The funding, awarded through a wide array of Farm Bill programs that is continuing to flow in, has supported cutting-edge agricultural research and extension projects throughout the state. Since the passage of the Farm Bill 16 months ago, Leahy said more than 35 innovative projects have been launched at UVM, including critical agricultural water-quality projects in the Lake Champlain Basin conducted by UVM Extension agents Heather Darby and Jeff Carter. 

Leahy, the senior-most member of the Senate Agriculture Committee and the Senate Appropriations Committee, also drew attention to the establishment of farm-led work groups to tackle conservation issues; the advancement of rural economic development; the demonstration of cover crops; youth risk behavior prevention programs in rural communities; and research into sustainable pest control, hoof-and-mouth disease prevention and the impacts of climate change.

“The relationship between the University of Vermont and the U.S. Department of Agriculture is so rewarding and successful that it defies a quick snapshot,” said Leahy. “This federal support enables the university and its partners to deliver real benefits to our farmers, our rural communities and to our watersheds through applied research and the best Extension work in the country.”

Doug Latagne, dean and director of UVM Extension, introduced Leahy and was joined by Tom Vogelmann, dean of College of Agriculture and Life Sciences (CALS), and Nancy Mathews, dean of the Rubenstein School of Environment and Natural Resources, in highlighting the work their faculty has conducted with Farm Bill funding. 

Vogelmann said CALS has obtained at least 23 awards totaling $4.4 million over the past 16 months, including year one funding for the largest grant in the history of the CALS: a five-year $7.5 million grant for “A Human Behavioral Approach to Reducing the Impact of Livestock Pest or Disease Incursions of Socio-Economic Importance.”

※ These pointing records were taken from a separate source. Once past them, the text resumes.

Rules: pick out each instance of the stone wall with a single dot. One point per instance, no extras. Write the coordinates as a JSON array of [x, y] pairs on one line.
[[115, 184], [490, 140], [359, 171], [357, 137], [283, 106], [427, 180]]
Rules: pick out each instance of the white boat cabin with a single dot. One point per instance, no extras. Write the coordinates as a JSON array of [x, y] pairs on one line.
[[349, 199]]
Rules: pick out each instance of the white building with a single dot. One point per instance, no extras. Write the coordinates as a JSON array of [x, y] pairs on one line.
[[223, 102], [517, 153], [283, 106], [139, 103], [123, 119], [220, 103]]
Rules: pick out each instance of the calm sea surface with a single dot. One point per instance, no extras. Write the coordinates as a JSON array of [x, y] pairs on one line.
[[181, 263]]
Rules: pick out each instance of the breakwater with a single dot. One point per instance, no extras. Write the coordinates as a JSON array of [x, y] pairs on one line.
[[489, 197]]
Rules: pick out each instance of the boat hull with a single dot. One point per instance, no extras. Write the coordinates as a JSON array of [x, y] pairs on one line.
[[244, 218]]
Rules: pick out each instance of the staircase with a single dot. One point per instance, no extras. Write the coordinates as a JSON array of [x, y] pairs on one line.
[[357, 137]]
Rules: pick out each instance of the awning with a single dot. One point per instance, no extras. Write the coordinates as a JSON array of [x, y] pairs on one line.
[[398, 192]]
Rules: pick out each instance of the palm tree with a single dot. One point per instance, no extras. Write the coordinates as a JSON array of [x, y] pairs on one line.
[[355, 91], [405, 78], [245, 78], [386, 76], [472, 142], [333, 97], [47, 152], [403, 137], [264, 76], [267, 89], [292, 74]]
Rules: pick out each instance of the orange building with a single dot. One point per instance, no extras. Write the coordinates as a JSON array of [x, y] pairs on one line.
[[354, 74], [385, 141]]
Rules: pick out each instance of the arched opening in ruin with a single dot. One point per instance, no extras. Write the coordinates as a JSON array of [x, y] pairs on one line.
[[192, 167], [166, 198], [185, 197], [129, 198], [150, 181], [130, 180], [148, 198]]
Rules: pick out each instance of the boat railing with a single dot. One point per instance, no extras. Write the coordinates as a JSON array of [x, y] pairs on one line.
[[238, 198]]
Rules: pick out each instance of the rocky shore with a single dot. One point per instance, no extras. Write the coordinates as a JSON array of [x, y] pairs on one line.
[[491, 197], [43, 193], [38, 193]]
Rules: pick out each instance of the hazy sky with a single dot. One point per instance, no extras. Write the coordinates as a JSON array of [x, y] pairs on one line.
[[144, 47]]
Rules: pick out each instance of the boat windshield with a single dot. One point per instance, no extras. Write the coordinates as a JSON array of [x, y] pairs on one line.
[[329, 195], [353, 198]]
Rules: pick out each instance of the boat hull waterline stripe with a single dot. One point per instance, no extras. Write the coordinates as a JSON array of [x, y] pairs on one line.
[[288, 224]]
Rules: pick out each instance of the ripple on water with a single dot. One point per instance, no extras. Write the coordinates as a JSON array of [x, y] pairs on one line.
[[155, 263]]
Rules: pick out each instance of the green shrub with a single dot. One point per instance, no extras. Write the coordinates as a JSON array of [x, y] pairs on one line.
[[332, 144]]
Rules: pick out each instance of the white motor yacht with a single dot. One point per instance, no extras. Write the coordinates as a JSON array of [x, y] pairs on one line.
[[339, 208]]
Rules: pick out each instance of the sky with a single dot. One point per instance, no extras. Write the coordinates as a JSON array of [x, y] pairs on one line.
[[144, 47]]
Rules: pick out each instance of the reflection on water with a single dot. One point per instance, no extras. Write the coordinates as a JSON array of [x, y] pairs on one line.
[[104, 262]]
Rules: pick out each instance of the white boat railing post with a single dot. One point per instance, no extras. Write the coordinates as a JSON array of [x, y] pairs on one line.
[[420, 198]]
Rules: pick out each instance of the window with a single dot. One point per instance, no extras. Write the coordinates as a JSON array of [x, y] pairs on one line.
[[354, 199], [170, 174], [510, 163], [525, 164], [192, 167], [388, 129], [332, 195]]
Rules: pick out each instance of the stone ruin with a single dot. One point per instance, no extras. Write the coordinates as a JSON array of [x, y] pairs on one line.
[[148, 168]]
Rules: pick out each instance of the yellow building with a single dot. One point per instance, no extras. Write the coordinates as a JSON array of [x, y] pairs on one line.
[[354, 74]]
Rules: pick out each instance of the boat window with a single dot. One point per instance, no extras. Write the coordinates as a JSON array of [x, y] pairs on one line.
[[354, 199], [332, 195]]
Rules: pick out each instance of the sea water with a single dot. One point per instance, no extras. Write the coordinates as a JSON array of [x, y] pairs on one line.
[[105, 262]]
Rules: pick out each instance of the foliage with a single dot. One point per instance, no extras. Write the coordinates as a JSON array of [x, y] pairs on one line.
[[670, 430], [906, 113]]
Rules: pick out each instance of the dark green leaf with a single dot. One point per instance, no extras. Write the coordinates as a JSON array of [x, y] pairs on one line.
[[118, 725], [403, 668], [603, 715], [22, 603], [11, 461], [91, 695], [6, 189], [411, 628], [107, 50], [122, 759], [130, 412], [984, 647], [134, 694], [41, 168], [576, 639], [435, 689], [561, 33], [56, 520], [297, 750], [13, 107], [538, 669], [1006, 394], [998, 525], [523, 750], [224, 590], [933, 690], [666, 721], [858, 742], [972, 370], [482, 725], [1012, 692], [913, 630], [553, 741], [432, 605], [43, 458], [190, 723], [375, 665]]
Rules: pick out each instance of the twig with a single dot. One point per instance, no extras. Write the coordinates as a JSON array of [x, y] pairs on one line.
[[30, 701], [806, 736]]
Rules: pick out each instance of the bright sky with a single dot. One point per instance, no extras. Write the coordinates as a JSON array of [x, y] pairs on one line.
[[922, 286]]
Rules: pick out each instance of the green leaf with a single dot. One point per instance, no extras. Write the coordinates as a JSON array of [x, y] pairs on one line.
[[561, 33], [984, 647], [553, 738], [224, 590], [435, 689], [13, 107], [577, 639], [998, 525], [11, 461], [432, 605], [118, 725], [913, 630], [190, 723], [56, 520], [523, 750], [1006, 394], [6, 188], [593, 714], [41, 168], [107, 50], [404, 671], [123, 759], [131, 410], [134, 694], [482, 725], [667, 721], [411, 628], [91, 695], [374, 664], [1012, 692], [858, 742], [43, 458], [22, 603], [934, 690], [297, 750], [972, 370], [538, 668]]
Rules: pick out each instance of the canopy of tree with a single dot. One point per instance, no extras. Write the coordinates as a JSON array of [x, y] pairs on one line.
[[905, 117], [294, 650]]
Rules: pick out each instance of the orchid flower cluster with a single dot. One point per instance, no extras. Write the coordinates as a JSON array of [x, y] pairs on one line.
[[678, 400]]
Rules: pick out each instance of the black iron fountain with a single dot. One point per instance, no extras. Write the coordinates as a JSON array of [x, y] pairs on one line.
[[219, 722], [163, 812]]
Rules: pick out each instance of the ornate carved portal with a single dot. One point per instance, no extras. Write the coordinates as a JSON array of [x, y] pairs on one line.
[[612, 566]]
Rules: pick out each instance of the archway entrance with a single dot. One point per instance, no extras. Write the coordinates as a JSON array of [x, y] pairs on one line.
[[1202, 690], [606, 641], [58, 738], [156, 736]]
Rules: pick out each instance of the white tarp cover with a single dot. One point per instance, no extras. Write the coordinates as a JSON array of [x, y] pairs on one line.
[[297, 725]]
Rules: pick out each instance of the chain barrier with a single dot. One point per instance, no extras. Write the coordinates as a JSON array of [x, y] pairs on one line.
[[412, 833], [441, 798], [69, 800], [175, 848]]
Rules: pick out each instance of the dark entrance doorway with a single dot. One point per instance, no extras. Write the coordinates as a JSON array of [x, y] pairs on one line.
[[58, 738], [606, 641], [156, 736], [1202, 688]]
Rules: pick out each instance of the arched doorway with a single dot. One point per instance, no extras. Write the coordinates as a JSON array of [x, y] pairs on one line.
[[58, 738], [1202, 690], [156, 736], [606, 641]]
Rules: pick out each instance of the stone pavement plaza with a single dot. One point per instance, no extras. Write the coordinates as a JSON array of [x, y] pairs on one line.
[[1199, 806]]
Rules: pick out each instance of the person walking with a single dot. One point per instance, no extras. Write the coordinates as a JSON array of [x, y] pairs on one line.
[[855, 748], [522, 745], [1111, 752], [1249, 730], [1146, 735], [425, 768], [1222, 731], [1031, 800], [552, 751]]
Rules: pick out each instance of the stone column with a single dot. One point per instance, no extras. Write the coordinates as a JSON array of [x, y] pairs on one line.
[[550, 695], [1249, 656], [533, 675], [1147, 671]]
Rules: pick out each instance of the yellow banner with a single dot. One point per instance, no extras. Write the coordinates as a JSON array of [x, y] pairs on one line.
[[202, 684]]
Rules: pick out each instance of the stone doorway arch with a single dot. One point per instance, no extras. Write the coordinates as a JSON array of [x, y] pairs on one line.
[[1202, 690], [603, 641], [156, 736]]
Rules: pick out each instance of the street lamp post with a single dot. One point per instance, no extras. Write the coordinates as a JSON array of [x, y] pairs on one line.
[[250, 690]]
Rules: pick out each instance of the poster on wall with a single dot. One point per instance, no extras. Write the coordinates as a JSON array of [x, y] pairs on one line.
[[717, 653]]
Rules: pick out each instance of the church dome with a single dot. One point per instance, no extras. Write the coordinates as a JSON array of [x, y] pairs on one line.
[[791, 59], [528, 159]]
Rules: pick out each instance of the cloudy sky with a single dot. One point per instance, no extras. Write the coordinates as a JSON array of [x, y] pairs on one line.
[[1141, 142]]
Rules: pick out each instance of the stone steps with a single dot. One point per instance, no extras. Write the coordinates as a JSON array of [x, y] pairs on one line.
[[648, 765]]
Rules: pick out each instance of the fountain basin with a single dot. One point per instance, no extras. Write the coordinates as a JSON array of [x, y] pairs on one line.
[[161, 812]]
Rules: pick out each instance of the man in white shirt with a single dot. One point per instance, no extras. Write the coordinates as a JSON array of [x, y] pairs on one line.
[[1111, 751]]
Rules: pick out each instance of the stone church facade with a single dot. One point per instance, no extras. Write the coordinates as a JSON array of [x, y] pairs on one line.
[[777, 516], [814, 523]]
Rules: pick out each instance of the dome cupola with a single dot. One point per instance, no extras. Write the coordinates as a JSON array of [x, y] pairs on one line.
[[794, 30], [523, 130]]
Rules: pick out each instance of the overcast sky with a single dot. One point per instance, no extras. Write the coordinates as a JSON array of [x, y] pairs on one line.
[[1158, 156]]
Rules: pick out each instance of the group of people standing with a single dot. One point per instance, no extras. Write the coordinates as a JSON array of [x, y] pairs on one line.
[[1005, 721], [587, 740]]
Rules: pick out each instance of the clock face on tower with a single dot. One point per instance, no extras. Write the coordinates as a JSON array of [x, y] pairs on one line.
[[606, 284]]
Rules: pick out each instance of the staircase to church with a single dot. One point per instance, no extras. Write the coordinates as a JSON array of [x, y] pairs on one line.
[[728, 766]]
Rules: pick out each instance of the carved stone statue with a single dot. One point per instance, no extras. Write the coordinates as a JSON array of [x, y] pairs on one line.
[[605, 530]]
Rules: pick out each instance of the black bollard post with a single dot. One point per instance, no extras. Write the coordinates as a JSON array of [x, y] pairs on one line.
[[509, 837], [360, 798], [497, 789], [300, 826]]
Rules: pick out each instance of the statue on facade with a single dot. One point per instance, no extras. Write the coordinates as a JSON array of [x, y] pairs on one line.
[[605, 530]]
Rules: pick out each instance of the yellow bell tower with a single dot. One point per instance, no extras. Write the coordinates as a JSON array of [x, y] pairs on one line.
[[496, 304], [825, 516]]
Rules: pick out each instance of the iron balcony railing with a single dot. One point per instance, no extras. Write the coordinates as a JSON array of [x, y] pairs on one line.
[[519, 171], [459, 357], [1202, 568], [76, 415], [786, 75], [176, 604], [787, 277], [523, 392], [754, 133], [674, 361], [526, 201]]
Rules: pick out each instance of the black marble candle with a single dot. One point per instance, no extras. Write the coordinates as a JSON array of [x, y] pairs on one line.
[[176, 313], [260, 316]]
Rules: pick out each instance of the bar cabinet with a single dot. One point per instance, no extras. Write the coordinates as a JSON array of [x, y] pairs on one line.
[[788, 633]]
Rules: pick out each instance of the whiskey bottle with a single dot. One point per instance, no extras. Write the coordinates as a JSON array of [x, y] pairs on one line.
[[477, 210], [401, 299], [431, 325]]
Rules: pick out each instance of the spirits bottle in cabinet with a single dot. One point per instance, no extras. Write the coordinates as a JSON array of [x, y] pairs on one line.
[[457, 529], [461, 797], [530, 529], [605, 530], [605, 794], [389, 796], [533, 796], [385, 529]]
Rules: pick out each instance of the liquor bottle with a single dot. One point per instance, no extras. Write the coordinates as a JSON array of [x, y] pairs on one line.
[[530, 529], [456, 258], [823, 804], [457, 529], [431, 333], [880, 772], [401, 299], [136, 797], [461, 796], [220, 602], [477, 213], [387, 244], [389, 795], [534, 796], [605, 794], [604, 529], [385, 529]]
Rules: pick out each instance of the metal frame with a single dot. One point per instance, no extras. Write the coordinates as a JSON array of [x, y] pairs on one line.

“A vibrant research enterprise at this Land Grant Institution is absolutely essential for creating a bright future for agriculture, our communities, and for providing a strong and vibrant economy for our young people,” said Vogelmann. “Through opportunities in the Farm Bill, our scientists have competed successfully for funding against the top tier of scientists at other land grant institutions across the nation. Since the passage of the Farm Bill we have done very well indeed.”

Mathews emphasized the long-term support of USDA, which has heavily funded the Rubenstein School and its predecessors since the School of Natural Resources was launched at UVM in 1973. Over the past five years, USDA funding has accounted for nearly 23 percent of all Rubenstein grant awards totaling of $5.2 million. Mathews drew attention to a number of USDA-funded research projects including the most comprehensive study ever conducted on the impacts of climate change on critical pollinators by Leif Richardson.

“Without the support and collaboration with USDA’s various research programs, made possible by Sen. Leahy’s long-term support, our precious Vermont landscape -- not to mention the world’s landscape -- could be quite different,” Mathews said.